Appointed by the New Jersey Supreme Court


Conflict of Interest
Insurance Carrier's Attorney Representing
Insured he Opposed in Declaratory Action

    In a number of prior opinions this Committee has considered the delicate relationship between attorneys retained by insurance carriers by virtue of liability insurance policies and the insured. It is not uncommon to encounter situations where, by reason of the scope or amount of coverage afforded by the policy, the interests
of the insured are not perfectly coincident with those of the insurance carrier.
    In this matter the inquirer was retained by the insurance carrier to defend the insured in a negligence action. One of the counts of the complaint sought punitive damages. The carrier asserted that the policy did not afford coverage for punitive damages and tendered a reservation of rights agreement to the insured in accordance with the principles of Merchants Inc. Corp. v. Eggleston, 37 N.J. 114, 179 A 2d 505 (1962). The insured declined to enter into such an agreement and the inquirer command a do judgment action against the insured as attorney of record for the carrier. We are advised that the original action did not proceed, presumably because it was stayed until disposition of declaratory judgment action. This procedure has been sanctioned by the New Jersey Supreme Court. Burd v. Sussex Mut. Ins. Co., 56 N.J. 383. 391, 267 A.2d 7, 11 (l970).
    The declaratory judgment action, in which the insured was represented by person counsel, ultimately became moot because the attorney representing the plaintiff in the negligence case consented to a dismissal of the count of the complaint under which punitive damages were sought. The inquirer asks whether he may now undertake and carry to a conclusion the defense of the negligence action, assuming that the insured has consented to such representation after having been fully informed.
    On these facts, since the issue projected in the declaratory judgment action plainly did not require the investigation or resolution of any facts relevant to the suit for damages, we see no reason why the inquirer cannot defend the negligence case. In Opinion 165, 92 N.J.L.J. 831 (1969), we held that, where the coverage question depends upon an issue material to the litigation to be defended, the attorney retained by the carrier may not appear for any of the parties in the declaratory judgment case. Speaking of the declaratory judgment case, we then said:
            In such a collateral proceeding, all interested parties would have the benefit of independent counsel and the resolution of the disputed facts would ordinarily be binding. Under no circumstances may the original attorney proceed with the defense of the insured in the main case until the disputed facts have been finally determined. If the original action is stayed pending determination of the issue in dispute, the original attorney may, with the consent of both the insured and the carrier continue as counsel of record for the insured.

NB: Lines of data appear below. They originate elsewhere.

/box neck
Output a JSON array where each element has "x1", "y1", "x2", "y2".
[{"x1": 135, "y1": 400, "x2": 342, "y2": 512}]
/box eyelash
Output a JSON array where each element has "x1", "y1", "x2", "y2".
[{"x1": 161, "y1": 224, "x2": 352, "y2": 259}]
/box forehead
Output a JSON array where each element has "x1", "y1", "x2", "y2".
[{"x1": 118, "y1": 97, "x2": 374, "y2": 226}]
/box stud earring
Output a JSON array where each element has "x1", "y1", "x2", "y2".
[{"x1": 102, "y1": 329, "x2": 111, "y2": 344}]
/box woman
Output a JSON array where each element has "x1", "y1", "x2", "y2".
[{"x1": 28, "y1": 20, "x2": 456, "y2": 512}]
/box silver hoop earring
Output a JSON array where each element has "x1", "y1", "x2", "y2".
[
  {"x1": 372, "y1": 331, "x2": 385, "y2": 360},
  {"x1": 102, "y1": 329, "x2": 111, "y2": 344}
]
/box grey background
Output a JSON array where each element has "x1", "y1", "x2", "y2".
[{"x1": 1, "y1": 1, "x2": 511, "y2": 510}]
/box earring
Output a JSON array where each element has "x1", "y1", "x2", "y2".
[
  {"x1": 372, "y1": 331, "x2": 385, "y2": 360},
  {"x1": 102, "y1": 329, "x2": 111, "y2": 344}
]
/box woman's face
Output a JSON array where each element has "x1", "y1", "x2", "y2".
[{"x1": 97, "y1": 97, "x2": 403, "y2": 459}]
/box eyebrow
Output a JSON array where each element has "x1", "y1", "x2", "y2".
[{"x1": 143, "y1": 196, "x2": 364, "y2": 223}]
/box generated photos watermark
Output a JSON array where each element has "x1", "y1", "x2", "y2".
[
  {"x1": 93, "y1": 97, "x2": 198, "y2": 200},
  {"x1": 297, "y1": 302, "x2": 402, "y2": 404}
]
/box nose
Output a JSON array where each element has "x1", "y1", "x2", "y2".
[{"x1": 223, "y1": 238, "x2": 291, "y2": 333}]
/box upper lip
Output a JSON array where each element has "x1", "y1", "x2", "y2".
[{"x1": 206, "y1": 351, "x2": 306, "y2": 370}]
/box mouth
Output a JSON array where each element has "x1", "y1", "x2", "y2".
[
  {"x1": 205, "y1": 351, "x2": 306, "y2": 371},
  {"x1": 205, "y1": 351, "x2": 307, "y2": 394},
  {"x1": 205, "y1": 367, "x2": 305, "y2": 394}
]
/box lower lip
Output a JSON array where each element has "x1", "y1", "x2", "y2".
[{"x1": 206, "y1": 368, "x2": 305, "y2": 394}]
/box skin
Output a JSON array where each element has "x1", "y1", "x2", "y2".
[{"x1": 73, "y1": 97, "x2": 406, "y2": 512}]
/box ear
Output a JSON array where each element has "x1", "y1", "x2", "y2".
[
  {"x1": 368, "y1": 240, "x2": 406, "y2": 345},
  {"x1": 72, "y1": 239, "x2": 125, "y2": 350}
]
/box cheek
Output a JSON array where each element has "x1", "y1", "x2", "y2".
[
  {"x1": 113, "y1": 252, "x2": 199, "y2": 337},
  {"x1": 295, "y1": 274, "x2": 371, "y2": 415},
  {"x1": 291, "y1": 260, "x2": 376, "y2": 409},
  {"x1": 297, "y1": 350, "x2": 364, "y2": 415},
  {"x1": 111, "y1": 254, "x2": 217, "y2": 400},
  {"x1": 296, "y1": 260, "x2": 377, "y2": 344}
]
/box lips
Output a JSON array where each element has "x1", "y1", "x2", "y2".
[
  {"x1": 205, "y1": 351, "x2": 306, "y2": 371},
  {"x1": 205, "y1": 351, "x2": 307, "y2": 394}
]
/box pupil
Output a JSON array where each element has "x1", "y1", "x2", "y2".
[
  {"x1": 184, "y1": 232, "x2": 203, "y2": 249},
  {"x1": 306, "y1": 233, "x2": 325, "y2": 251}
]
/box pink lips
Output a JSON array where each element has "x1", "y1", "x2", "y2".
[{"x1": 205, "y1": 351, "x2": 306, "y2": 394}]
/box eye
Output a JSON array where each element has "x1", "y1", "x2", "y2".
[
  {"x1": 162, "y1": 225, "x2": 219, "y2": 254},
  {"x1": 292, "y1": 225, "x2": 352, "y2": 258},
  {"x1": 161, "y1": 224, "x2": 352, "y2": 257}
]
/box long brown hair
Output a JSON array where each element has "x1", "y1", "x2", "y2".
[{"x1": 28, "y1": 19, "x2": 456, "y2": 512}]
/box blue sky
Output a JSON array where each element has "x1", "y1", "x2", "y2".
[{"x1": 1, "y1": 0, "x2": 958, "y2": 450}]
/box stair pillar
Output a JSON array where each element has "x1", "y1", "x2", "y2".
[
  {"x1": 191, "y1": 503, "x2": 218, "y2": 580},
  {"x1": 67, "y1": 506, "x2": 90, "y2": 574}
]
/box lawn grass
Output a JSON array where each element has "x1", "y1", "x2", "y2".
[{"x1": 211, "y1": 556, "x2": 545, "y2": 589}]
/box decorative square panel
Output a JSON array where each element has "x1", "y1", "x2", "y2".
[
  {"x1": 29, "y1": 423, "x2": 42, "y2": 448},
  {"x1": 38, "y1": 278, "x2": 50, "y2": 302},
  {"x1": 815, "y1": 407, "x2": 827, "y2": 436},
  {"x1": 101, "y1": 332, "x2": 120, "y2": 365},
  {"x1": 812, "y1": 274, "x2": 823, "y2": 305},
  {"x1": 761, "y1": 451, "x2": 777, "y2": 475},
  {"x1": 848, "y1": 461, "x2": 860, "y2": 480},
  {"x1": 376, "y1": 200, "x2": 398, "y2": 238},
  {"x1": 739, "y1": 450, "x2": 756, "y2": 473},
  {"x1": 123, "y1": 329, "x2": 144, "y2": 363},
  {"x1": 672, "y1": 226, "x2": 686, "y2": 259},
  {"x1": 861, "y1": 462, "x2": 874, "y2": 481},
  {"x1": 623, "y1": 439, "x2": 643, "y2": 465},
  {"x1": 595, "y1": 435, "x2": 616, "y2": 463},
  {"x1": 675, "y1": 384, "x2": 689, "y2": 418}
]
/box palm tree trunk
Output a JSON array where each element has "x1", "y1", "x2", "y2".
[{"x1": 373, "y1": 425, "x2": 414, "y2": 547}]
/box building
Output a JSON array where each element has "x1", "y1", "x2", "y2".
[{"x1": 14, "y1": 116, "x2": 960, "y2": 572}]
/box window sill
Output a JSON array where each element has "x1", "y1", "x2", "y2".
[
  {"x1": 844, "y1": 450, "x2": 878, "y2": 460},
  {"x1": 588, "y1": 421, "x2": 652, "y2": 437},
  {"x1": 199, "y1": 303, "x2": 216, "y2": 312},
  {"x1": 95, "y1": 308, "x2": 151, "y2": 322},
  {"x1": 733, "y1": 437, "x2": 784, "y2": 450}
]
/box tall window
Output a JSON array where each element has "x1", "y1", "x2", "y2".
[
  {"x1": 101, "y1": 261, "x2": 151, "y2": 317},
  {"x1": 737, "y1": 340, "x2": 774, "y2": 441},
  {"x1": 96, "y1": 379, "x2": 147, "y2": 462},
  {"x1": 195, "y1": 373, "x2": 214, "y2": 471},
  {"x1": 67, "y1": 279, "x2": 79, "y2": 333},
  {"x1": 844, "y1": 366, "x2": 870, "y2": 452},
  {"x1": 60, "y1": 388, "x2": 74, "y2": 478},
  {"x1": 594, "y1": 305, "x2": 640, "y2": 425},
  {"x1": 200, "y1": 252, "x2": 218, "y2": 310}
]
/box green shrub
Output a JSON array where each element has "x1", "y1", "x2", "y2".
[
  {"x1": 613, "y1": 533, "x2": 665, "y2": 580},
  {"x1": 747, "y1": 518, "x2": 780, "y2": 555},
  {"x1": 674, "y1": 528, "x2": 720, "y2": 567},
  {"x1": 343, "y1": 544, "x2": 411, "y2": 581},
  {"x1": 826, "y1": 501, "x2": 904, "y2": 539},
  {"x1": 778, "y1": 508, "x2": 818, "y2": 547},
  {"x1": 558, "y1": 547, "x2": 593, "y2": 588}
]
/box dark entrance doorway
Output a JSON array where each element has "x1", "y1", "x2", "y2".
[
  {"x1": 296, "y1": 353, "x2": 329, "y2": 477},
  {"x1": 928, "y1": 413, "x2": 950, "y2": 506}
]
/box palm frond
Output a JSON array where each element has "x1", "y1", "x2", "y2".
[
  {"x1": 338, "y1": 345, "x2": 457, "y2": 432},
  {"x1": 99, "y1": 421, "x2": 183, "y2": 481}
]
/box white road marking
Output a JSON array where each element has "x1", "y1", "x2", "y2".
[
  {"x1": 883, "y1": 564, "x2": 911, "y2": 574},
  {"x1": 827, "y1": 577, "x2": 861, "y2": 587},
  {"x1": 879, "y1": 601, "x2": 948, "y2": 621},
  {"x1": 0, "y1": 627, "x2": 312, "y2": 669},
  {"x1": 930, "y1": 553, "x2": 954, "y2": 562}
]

    Opinion 357, 99 N.J.L.J. 1074 (1976), clearly holds that DR 5- 105 does not forbid all employment involving conflicts and in fact permits it when it comes within the purview of DR 5-105(C). That applies where the attorney believes he can adequately represent the interests of each party and "each consents to the representation after full disclosure of the facts and of the possible effect of such representation on the exercise of his independent professional judgment on behalf of each."
    Given the informed consent which is assumed here, there is no reason why the inquirer cannot defend the insured in the negligence action.